Page 84
“There is one detail von Wachtstein didn’t tell you, Colonel Dooley,” Mattingly said. “Some time later, Peter’s father was executed, in a very cruel manner, for his role in the bomb plot.”
Mattingly poured a half-inch of scotch in his glass and tossed it down.
“Well, I hope that everybody is now very sorry for all the cruel things you’ve been saying to one another, and that we can now play nice and maybe even get on with the business at hand.”
The comment—and the tone of his voice—made everyone smile or chuckle.
“Which is?” Frade asked.
“First, I tell Colonel Dooley that everything he sees or hears from now on is top secret, and that if he ever—now or ever—breathes a word of it to anyone, he will be soundly spanked, or castrated with a chain saw, or both.”
That earned him more smiles and chuckles.
“And to answer Colonel Frade’s question about what happens now, what happens now is that we drive out into the countryside, to Kronberg im Taunus, where after we get something to eat I will tell you what happens now. You know Kronberg im Taunus, von Wachtstein?”
“The Schlosshotel, Colonel?”
Mattingly nodded.
“It used to be a club for senior officers,” von Wachtstein said.
“It has been requisitioned as the headquarters of the Forward Element of OSS SHAEF,” Mattingly said.
“Is that what you guys are?” Dooley asked. “OSS? I knew it had to be something like that.”

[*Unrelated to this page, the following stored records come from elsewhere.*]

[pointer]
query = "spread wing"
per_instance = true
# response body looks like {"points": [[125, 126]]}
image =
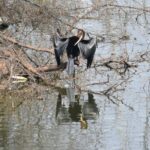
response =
{"points": [[88, 48], [60, 45]]}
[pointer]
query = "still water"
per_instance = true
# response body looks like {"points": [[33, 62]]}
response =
{"points": [[66, 118]]}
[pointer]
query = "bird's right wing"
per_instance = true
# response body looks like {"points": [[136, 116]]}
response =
{"points": [[60, 45], [88, 48]]}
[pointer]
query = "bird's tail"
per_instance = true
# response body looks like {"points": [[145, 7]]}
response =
{"points": [[70, 66]]}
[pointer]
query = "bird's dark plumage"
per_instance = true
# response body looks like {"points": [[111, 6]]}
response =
{"points": [[3, 26], [74, 46]]}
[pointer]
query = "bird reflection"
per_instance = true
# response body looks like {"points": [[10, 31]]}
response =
{"points": [[73, 107]]}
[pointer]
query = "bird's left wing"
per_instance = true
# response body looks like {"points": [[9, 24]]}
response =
{"points": [[88, 48], [60, 45]]}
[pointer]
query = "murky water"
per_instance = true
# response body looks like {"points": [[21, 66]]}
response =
{"points": [[88, 119]]}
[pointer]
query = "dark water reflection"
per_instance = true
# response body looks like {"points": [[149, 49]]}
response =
{"points": [[73, 108]]}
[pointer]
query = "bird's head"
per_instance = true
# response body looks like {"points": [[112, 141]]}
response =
{"points": [[80, 35]]}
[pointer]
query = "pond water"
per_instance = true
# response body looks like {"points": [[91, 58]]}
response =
{"points": [[111, 112]]}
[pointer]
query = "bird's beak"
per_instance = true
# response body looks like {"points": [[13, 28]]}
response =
{"points": [[79, 40]]}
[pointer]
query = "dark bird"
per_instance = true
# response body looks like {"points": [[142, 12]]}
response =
{"points": [[73, 47], [3, 26]]}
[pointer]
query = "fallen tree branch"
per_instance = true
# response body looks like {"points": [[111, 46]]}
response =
{"points": [[14, 41]]}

“Colonel, I told you before that patience is a virtue right up there with chastity. This time, write it down. Von Wachtstein, can you find the Schlosshotel?”
“Yes, sir.”
“Then why don’t you lead the way in Dooley’s car? We will follow you in the Horch, presuming Frade can show me how to get it out of low gear.”

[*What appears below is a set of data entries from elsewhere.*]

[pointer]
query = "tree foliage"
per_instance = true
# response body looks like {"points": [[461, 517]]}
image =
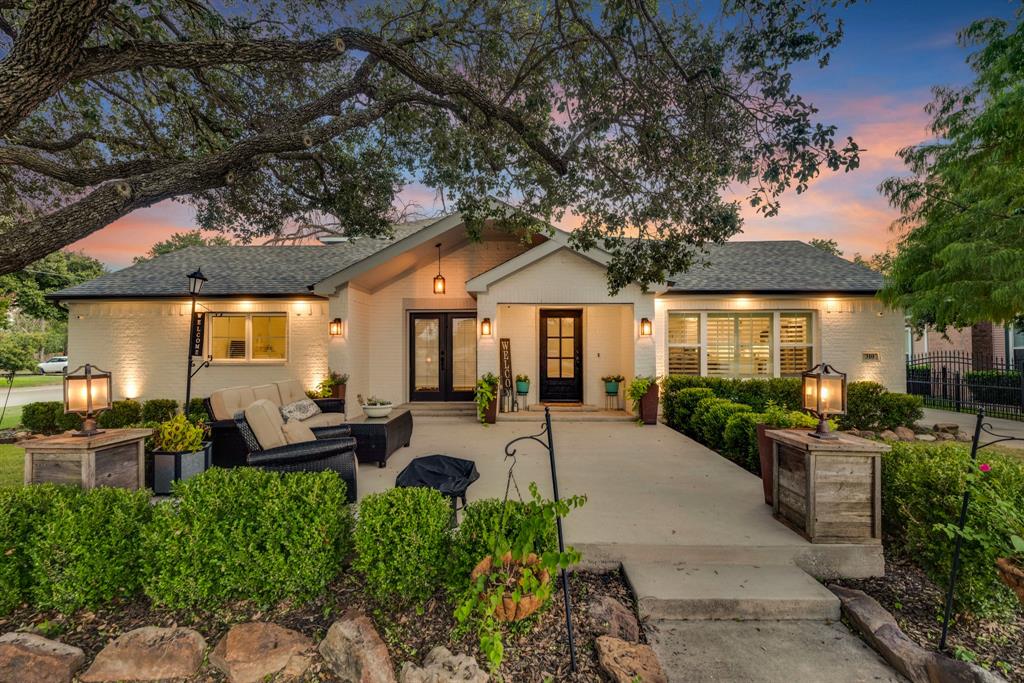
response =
{"points": [[962, 258], [633, 116]]}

“I know the Schlosshotel,” Enrico Rodríguez said. “And how to get there.”
“And he also knows how to get a Horch out of low range,” Frade said. “I suggest you let him drive.”
“Splendid idea,” Mattingly said. “That will permit you and me to ride in the backseat and acknowledge the roar of the party faithful.”

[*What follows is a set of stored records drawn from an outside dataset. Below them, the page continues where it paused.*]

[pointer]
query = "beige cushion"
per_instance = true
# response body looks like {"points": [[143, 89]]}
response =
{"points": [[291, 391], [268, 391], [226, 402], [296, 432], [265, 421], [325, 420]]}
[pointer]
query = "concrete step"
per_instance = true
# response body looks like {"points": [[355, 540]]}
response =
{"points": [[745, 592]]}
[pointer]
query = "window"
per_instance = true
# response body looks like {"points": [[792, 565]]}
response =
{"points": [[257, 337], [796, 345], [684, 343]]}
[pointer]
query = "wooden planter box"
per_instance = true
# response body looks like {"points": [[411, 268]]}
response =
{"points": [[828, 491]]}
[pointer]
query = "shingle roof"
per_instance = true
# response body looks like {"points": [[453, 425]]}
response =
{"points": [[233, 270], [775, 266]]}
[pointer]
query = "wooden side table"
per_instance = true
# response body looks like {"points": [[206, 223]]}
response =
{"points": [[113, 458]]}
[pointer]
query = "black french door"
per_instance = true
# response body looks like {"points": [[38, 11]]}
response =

Mattingly then mimed waving regally at an imaginary crowd.
[FOUR]
Frankfurt am Main, Germany 1815 19 May 1945
“Not very pretty, is it, Clete?” Mattingly asked as Enrico drove them down what was a narrow alley through the rubble of what had been a suburban area of Frankfurt am Main.
Only some walls of a few buildings were left standing. Here and there, gray-faced men and women searched the rubble for whatever they could salvage.
“It’s unbelievable,” Frade said.
“And you ain’t seen nuttin’ yet. Berlin is worse.”
“You’ve been to Berlin?”
“I flew over it in a puddle jumper,” Mattingly said, “as the Russians were taking it.”
He saw the look on Frade’s face and went on: “In North Africa, before I was called to the priesthood of the OSS, I was a tank battalion commander in Combat Command A of Second Armored Division—”
“I saw the armored division patch,” Clete said.